The complaint charges four distinct violations:

  • Deception regarding up-front fees.  While advertising loans with “no hidden fees,” the Commission alleged that Lending Club actually charged substantial loan origination fees (on average, about 5% of the loan amount) and failed to clearly and conspicuously disclose those fees – both in advertising and throughout the application and approval process.  The complaint provides screenshots of the consumer experience from advertisement to sign-up to approval.  In both the desktop and mobile environment, the FTC charged that consumers were deceived because they would need to do either of the following to learn about the fee: (1) hover over a hyperlink explaining advertised APR to learn that the represented rate includes the loan origination fee; or (2) scroll to the bottom of the loan approval page and notice the fee disclosure embedded in the middle of a text heavy page.  The FTC cited frequent consumer complaints and internal compliance documents referencing potential deception to argue that Lending Club knew it was deceiving consumers and decided to continue its practices anyway.
  • Deception regarding loan approval.  The complaint also alleges that Lending Club made deceptive representations that loans were “on the way” or were “100% backed,” notwithstanding that it knew that a more significant approval step had yet to be completed and many consumers would not ultimately obtain the allegedly approved loans.  According to the complaint, Lending Club uses a two-step “front-end” and “back-end” approval process and misleadingly suggested that consumers were approved after just the first step, despite knowing many consumers would be rejected after the “back-end” step.
  • Unfair billing practices.  The complaint also alleges that Lending Club engaged in unfair acts by withdrawing money from consumers’ bank accounts without authorization, or in amounts in excess from consumers’ authorizations.  Many of these unauthorized charges occurred after consumers had already paid off their loans with Lending Club, according to the complaint.

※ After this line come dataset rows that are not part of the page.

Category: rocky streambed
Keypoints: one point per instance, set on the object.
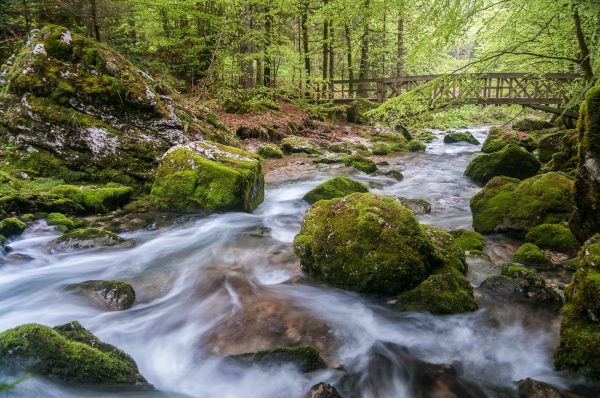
(211, 287)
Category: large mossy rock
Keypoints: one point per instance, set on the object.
(586, 219)
(209, 177)
(512, 161)
(509, 205)
(365, 242)
(77, 110)
(579, 348)
(337, 187)
(67, 352)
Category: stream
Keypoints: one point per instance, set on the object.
(211, 286)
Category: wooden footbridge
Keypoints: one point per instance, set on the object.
(536, 91)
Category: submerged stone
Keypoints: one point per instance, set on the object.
(334, 188)
(210, 177)
(67, 352)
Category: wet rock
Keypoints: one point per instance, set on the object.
(306, 358)
(10, 227)
(210, 177)
(364, 242)
(586, 219)
(334, 188)
(552, 236)
(67, 352)
(529, 124)
(530, 254)
(112, 294)
(322, 390)
(417, 206)
(509, 205)
(512, 161)
(360, 163)
(468, 240)
(86, 238)
(579, 348)
(270, 151)
(452, 137)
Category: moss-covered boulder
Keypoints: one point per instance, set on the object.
(452, 137)
(509, 205)
(365, 242)
(64, 223)
(306, 358)
(552, 236)
(335, 188)
(210, 177)
(586, 219)
(67, 352)
(360, 163)
(512, 161)
(75, 105)
(12, 226)
(468, 240)
(579, 348)
(86, 238)
(530, 124)
(500, 137)
(530, 254)
(113, 295)
(270, 151)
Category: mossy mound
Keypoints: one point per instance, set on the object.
(64, 223)
(579, 348)
(210, 177)
(76, 106)
(335, 188)
(270, 151)
(67, 352)
(360, 163)
(306, 358)
(10, 227)
(529, 124)
(512, 161)
(113, 295)
(530, 254)
(586, 219)
(299, 145)
(500, 137)
(85, 238)
(452, 137)
(552, 236)
(509, 205)
(468, 240)
(366, 243)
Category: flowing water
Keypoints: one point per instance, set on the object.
(225, 284)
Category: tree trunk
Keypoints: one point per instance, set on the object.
(584, 59)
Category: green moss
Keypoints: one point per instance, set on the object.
(552, 236)
(530, 254)
(270, 151)
(416, 146)
(442, 293)
(468, 240)
(113, 294)
(334, 188)
(68, 352)
(509, 205)
(10, 227)
(364, 242)
(225, 179)
(306, 358)
(512, 161)
(360, 163)
(456, 136)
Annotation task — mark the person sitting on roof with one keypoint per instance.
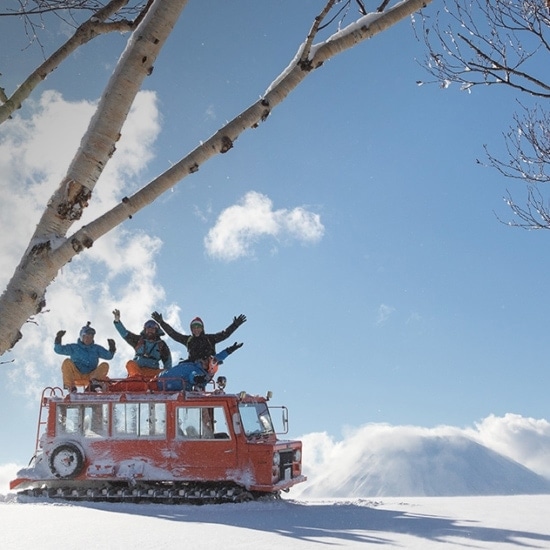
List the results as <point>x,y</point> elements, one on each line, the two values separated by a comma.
<point>194,375</point>
<point>199,344</point>
<point>84,355</point>
<point>149,347</point>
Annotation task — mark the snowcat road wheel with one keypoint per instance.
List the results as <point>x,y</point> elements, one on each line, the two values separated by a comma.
<point>66,461</point>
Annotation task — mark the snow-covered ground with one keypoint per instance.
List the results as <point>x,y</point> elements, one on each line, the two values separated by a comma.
<point>383,486</point>
<point>411,523</point>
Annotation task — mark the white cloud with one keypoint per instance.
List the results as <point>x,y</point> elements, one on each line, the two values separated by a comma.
<point>384,313</point>
<point>241,226</point>
<point>525,440</point>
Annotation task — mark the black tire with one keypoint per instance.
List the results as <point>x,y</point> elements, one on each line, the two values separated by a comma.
<point>66,461</point>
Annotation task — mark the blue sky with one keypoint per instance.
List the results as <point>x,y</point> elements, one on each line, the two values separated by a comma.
<point>412,304</point>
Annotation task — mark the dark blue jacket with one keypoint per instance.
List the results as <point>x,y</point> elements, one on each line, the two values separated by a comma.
<point>85,357</point>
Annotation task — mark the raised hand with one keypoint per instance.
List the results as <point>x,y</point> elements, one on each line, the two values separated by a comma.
<point>238,321</point>
<point>157,316</point>
<point>234,347</point>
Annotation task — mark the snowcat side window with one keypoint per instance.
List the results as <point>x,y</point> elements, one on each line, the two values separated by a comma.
<point>256,419</point>
<point>87,420</point>
<point>69,419</point>
<point>96,421</point>
<point>139,419</point>
<point>201,423</point>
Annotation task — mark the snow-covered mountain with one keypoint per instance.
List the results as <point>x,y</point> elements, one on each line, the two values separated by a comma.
<point>378,462</point>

  • Gramm-Leach-Bliley Act (GLBA) violations.  Lastly, the complaint alleges that Lending Club violated GLBA by failing to deliver initial privacy notices to consumers as required under GLBA and FTC and CFPB implementing regulations.  The complaint explains that Lending Club was subject to GLBA because it is a financial institution under the Act in that it services loans, notwithstanding that the loans are actually made by a third-party bank.  The GLBA allegations are a good reminder that the definition of “financial institution” under GLBA is a tricky one that is distinct from similar definitions under other statutes.

The complaint was filed without a consent judgment in federal court in the Northern District of California, and was approved by both remaining Commissioners, Chair Ohlhausen and Commissioner McSweeny.  McSweeny recently announced that she will leave the Commission at the end of this week on April 27.  Five new Commissioners nominated by President Trump are presently awaiting a full Senate confirmation vote.